La remarque que fait Roschdy est très judicieuse. Nous sommes conditionnés par des codes de vie, des codes de conduite mais nous rendent-ils réellement service ? Au sein de la société et pour que tout le monde puisse s’entendre, il faut effectivement avoir un dialogue, des mœurs, des traits de politesse communs. Mais on sait bien qu’il est salvateur aussi parfois de pouvoir se libérer, transgresser et dire haut et fort ce qu’on pense. C’est ce qui arrive au personnage et au frère de Roschdy. Au départ, Moustafa était quelqu’un de plutôt inhibé et le trauma l’a rendu exubérant et sans filtre. Je pense que ce qu’il a traversé lui a permis de passer un cap. 

Votre vie privée semble assez distincte de votre vie professionnelle. C’est important pour vous de préserver votre famille, vos enfants du « star system » ? 

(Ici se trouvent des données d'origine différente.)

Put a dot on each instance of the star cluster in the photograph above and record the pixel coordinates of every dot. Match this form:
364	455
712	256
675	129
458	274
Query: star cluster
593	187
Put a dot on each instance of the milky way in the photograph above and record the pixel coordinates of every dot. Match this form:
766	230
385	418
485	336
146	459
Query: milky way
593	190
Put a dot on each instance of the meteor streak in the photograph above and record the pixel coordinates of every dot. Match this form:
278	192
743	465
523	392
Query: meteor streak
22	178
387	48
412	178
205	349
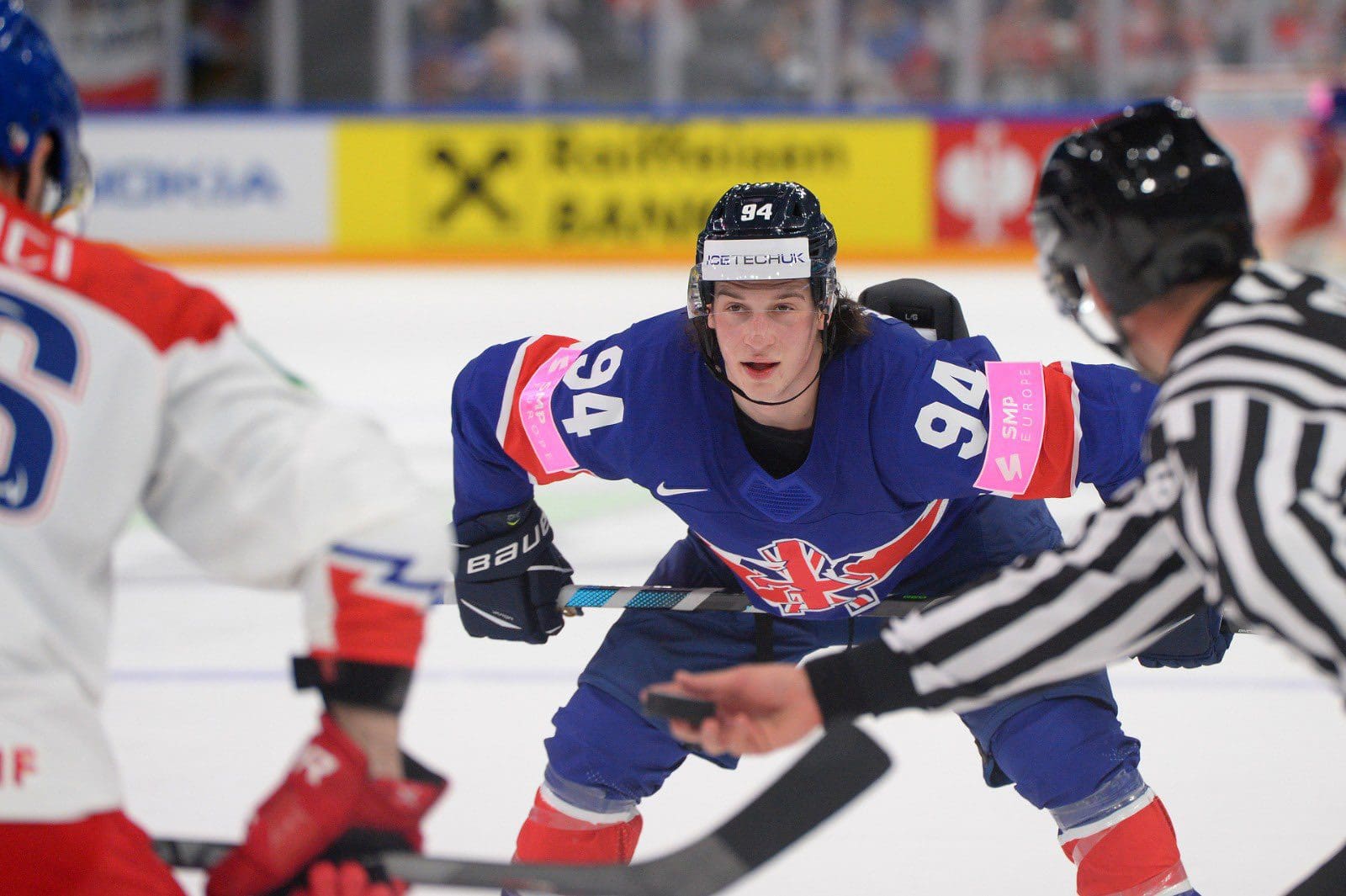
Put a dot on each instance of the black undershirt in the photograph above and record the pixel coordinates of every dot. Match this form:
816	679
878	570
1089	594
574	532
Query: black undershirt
777	451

Évidemment. C’est un leurre le star system. Être acteur, pour moi, c’est un métier. Même si j’ai une certaine reconnaissance, je reste qui je suis, je garde les pieds sur terre et je ne change pas. C’est l’éducation que j’ai reçue et je me fais un devoir et un plaisir de la transmettre à mes enfants. Je veux qu’ils vivent leurs rêves sans oublier qui ils sont et d’où ils viennent.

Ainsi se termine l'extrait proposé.